We have four pear trees. Three are Bartlett, one is a red pear, Stark Crimson. They are badly in need of major pruning. The trees have grown so high that the best fruit is ten to fifteen feet out of reach. April is a little late in the season for pruning, but the nights do still get chilly, helping the trees to heal before warm weather arrives.
I have to climb into the tops of the trees with my extending aluminum ladder and cut off the upper third of the tree with a pruning saw. The branches are four to six inches thick at that height. I can only do three or four branches per day due to a recovering sprained wrist.
Here are before and after photos of the tallest Bartlett, the tree most in need of pruning. I cut three branches off the day before these photos were taken. The stubs of those branches are visible on the right side near the top of the tree.
The handsaw is deceptively sharp and cuts through a six inch diameter branch in less than five minutes (with rest breaks!) A dangerous moment arrives as the wood makes a cracking sound and the branch separates from the tree. All that weight comes crashing down. A good pruner plans the trajectory of the fall so that the branch doesn’t swing back and knock her in the head or off the ladder.

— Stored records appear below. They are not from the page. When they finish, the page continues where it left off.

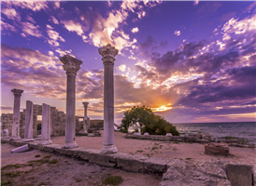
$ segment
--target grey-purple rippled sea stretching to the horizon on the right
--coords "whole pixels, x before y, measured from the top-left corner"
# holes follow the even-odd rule
[[[249,140],[249,143],[256,143],[256,122],[228,122],[228,123],[186,123],[176,126],[180,135],[196,134],[204,132],[213,138],[237,137]]]

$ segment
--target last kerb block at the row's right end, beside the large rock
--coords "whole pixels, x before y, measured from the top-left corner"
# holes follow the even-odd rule
[[[167,164],[170,160],[161,159],[156,157],[149,157],[149,159],[143,162],[144,171],[152,173],[164,173],[167,170]]]

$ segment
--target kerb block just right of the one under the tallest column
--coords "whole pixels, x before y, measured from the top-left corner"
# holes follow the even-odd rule
[[[131,172],[143,172],[143,162],[149,159],[144,155],[117,154],[117,166]]]

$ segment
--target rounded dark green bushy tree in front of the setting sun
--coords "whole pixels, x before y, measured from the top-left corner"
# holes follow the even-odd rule
[[[164,120],[164,117],[156,115],[148,107],[133,107],[124,112],[121,120],[121,132],[128,132],[129,126],[133,126],[135,130],[140,128],[142,134],[149,132],[150,135],[165,135],[172,133],[179,136],[175,126]]]

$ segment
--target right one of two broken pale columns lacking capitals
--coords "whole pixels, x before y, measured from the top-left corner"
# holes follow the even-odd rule
[[[50,140],[50,105],[42,105],[42,125],[41,125],[41,142],[40,144],[51,144]]]

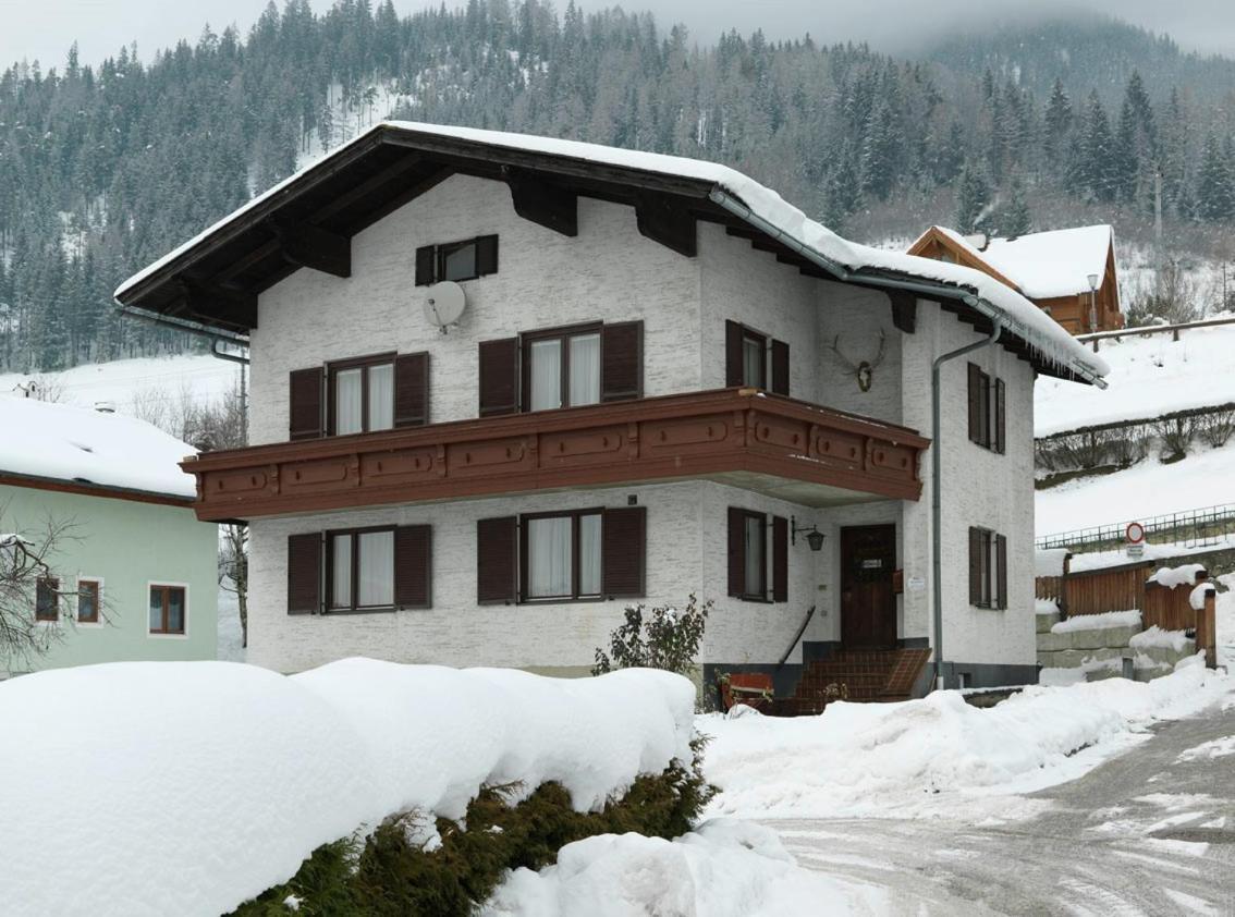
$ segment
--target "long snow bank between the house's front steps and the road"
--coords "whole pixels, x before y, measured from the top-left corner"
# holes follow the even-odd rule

The tree appears much closer to the desired shape with the tall leaders removed. Fruit will grow on the long branches loaded with fruiting spurs. The weight of the fruit pulls the branches downward, nearer to the picking zone. Now I can enjoy more of my pears plucked from the tree instead of off the ground.
The tree is still too tall and will be cut down another few feet next year. Also still required is a more thorough pruning to thin and to remove weak, dead or intersecting branches. In a couple years these trees will look much better and produce more, as well.